The latest version of ASReml, Release 4.3, introduces several computational and modelling enhancements relevant to the analysis of multi-environment trial (MET) and genomic data. These developments were driven by the growing demand to fit models with larger datasets — more environments, more genotypes, and increasingly large dense genomic relationship matrices (GRMs). Key highlights include eigen-model transformation for large genomic animal models, genetic model trimming for MET analyses, construction of dominance and epistatic matrices from marker data, formation of the H (hybrid) matrix for single-step GBLUP, and extended tools for constraining variance parameters. The key enhancements are summarised below, with full technical details available in the updated user documentation.
Faster Factor Analytic Models in ASReml 4.3
Factor analytic (FA) models are widely used in MET analyses to model complex genotype-by-environment covariance structures. ASReml 4.3 introduces the new rrdk() (reduced rank + diagonal) structure for factor analytic models, which decomposes the extended FA model into two independent terms: rrk() and diag(). This reparameterisation of Σ = ΓΓ’ + Ψ, while mathematically equivalent to xfak(), leads to sparser mixed model equations and delivers significantly faster computation, particularly when interacting with large genomic relationship matrices (GRMs) in multi-environment trial analyses.
Environment-Specific GRM Trimming for Faster MET Analyses
In MET analyses, it is common for different environments to present different subsets of genotypes. ASReml 4.3 introduces genetic model trimming for multi-environment trial (MET) analyses via the sat() structure. Rather than fitting a single dense GRM across all environments, trimming creates environment-specific reduced GRM matrices containing only the genotypes present at each site. This yields identical variance parameter estimates to the untrimmed model, but with dramatically lower computing times (in one example, reducing iteration time from 116.7 seconds to just 33.3 seconds).
Eigen-Transformation of the GRM for Computationally Efficient Multi-Trait Genomic Models
Fitting large genomic animal models across many traits is computationally intensive, particularly when a dense GRM dominates the mixed model equations. ASReml 4.3 addresses this with an Eigen-transformation, which applies a singular value decomposition (SVD) of the GRM to convert the genomic component of the coefficient matrix to a diagonal structure, while leaving variance parameter estimates unchanged. The result is substantially faster computation.
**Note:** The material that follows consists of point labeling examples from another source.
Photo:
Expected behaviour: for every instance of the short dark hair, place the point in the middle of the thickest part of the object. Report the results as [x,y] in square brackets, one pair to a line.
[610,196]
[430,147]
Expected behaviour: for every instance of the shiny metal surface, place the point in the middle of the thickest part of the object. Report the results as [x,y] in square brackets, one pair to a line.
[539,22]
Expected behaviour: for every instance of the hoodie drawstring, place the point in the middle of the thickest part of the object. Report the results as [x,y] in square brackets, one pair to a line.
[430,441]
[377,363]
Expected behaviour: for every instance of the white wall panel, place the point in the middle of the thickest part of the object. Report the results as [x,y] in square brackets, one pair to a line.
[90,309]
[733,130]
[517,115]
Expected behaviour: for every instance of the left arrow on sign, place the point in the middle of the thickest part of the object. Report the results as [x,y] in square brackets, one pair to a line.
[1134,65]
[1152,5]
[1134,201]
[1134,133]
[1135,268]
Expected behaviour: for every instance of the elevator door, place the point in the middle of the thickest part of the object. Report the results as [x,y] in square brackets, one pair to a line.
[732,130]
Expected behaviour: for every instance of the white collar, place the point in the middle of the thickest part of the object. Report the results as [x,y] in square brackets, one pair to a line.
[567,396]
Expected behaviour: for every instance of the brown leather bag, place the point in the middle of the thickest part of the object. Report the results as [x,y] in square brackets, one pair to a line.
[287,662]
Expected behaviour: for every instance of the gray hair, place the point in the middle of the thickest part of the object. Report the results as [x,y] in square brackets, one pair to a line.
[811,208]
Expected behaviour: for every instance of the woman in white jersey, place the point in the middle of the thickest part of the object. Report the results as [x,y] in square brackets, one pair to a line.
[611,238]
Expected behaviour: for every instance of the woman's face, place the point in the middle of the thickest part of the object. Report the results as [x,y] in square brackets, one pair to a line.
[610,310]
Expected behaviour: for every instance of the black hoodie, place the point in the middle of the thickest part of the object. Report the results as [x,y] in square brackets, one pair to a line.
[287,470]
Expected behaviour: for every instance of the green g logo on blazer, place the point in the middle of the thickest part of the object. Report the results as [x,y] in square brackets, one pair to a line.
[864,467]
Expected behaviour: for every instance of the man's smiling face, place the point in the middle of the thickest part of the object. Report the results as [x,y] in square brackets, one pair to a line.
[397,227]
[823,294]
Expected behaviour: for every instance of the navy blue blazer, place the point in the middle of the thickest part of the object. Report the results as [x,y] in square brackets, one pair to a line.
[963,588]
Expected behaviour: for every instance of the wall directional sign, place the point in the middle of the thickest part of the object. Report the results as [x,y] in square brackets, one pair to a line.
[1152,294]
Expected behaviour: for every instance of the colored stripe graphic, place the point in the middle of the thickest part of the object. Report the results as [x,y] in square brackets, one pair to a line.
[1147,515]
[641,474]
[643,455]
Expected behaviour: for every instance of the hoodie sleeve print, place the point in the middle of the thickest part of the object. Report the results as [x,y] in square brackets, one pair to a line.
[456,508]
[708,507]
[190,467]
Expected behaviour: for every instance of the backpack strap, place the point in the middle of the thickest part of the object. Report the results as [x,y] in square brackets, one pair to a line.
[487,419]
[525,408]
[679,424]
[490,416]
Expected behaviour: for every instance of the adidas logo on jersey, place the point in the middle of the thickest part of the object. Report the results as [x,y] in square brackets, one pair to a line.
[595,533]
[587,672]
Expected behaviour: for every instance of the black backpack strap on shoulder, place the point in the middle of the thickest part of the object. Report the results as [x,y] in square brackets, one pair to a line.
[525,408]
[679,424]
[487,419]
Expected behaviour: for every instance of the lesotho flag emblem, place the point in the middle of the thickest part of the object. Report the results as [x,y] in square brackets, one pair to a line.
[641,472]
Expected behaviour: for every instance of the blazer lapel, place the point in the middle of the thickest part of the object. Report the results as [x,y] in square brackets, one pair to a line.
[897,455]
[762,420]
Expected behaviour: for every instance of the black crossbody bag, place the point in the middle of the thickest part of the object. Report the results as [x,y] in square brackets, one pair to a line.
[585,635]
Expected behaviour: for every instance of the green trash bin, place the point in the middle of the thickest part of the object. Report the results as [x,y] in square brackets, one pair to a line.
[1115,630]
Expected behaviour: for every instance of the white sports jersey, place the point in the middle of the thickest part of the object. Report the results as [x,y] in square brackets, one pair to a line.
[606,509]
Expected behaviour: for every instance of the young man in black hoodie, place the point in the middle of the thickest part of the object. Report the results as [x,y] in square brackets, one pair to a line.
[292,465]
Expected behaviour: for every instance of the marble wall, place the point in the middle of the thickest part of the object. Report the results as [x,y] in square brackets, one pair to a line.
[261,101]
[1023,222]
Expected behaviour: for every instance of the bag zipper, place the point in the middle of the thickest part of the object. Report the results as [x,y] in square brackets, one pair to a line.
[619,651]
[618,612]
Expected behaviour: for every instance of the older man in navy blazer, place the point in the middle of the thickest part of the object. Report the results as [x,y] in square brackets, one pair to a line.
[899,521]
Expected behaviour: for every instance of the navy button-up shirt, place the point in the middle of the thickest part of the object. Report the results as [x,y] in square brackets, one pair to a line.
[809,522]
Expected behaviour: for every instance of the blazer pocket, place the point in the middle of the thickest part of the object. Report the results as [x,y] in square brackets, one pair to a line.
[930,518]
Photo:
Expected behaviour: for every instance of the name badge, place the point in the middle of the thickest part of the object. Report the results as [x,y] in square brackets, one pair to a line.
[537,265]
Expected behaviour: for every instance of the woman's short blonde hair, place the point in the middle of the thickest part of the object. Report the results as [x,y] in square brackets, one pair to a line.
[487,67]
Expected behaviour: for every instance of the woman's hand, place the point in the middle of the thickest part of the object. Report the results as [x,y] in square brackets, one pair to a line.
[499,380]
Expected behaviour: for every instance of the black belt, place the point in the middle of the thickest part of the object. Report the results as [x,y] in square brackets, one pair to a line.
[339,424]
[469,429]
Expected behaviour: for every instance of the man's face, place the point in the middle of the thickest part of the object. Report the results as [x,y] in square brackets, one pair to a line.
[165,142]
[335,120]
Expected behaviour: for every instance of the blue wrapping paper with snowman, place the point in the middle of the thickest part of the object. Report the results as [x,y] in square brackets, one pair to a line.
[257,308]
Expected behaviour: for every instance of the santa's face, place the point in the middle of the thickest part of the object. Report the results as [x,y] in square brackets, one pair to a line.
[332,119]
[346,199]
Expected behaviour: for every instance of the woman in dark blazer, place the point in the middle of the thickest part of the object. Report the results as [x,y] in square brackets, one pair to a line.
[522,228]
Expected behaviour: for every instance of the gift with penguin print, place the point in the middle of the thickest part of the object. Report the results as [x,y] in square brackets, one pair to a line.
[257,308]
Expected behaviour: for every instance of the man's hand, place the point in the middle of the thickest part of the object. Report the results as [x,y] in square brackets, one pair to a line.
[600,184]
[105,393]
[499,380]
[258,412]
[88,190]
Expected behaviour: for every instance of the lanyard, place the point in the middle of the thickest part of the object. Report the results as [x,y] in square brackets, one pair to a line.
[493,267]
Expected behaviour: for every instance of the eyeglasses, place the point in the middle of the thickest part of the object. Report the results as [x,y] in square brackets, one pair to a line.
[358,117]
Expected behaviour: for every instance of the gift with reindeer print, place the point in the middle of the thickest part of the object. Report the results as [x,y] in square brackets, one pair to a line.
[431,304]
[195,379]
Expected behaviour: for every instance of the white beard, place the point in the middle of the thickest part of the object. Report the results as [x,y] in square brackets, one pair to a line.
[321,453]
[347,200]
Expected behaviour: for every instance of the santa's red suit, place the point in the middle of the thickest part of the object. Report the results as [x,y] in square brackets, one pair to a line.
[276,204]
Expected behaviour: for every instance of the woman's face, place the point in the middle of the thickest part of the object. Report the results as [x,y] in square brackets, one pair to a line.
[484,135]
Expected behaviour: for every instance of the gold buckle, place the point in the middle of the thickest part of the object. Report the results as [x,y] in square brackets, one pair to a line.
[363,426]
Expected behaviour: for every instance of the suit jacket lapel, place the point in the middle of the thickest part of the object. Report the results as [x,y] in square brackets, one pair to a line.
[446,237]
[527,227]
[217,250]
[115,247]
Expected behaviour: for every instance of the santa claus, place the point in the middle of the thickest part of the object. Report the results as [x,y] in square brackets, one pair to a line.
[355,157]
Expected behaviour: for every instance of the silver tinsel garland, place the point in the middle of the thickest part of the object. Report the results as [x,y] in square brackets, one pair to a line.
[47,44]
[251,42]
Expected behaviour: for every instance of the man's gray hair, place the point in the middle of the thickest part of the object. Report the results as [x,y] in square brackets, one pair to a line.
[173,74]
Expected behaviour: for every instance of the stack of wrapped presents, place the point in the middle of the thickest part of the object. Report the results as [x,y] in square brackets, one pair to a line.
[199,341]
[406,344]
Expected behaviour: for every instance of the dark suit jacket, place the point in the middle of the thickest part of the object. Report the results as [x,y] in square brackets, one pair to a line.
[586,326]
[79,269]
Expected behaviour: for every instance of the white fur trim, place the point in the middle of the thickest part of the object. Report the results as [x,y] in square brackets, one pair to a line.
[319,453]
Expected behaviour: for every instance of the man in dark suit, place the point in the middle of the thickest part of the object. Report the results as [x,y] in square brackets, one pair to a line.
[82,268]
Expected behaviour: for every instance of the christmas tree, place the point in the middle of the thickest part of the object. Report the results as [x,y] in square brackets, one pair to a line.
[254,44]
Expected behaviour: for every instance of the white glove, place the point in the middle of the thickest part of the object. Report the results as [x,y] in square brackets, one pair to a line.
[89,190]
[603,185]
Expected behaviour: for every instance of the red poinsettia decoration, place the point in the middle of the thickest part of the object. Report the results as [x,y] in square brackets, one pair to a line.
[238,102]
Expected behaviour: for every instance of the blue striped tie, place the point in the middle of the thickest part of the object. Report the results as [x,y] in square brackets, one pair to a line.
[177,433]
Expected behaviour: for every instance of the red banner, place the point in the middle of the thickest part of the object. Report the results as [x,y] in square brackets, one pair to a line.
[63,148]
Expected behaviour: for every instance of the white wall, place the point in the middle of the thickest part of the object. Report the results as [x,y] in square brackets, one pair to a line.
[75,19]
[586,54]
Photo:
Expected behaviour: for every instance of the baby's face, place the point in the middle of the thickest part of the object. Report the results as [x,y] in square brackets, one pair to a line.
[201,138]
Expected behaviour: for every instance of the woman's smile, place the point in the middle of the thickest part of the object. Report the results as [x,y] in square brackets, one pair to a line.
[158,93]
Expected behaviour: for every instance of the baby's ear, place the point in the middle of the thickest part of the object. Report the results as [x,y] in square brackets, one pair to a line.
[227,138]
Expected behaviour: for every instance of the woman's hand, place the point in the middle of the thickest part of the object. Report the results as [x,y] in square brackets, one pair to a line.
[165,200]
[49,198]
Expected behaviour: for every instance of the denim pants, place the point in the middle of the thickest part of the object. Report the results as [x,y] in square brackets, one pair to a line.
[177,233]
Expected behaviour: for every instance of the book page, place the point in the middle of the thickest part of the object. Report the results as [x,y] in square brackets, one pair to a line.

In one example, a conventional bivariate analysis taking 8,313 seconds was reduced to just 813 seconds using this eigen-transformation.
Unifying Pedigree and Genomic Data: H Matrix Construction and Fitting for ssGBLUP
It is common in many breeding programmes that a fraction of individuals have genomic information, while the remainder have reliable pedigree records. Proper analyses of these data require a relationship matrix that integrates both sources of information. ASReml 4.3 introduces the !HINV qualifier to construct the H (hybrid) matrix inverse, by merging the inverses of the numerator relationship matrix with the genomic relationship matrix. This approach enables ASReml to fit single-step GBLUP (ssGBLUP) analyses in a single unified model within ASReml.
Dominance and Epistatic Relationship Matrices for Partitioning Genetic Components
Standard genomic analyses often rely on estimating additive effects, but understanding the full genetic architecture often requires estimation of non-additive effects. ASReml 4.3 introduces the !DOMINANCE and !EPISTATIC qualifiers, which construct dominance (GD) and epistatic (GAA, GAD, GDD) relationship matrices directly from SNP marker data. This enables the fitting of more complete genetic models that explicitly partition the total genetic variance into additive, dominance, and epistatic components.
Generating and Saving the Mixed Model Coefficient Matrix and its Inverse
The coefficient matrix C of the mixed model equations contains rich information about model effects, relevant for additional and enhancing statistical inference. ASReml 4.3 introduces a set of new qualifiers to generate and save the C matrix and its inverse directly. All matrices are stored in sparse format, with only known non-zero cells written, making them practical to use even for large models.
Efficient GRM Management via Binary Storage in ASReml 4.3
Repeatedly reading and recomputing large genomic relationship matrices can be time-consuming in iterative or multiple analyses. ASReml 4.3 introduces binary storage formats for the GRM and its inverse via !SAVEGIV, writing matrices in single or double precision binary files. Once saved, these can be read back directly in subsequent runs, eliminating redundant re-computation.
Flexible Variance Component Constraints
Constraining variance parameters to simple equality is often insufficient for complex models. ASReml 4.3 introduces the VCC directive, which defines formal linear relationships between variance structure parameters. The options for relationships include equality, opposite sign, or custom scaling. This gives analysts precise control over parameter constraints, enabling more flexible, parsimonious and meaningful user’s defined variance models.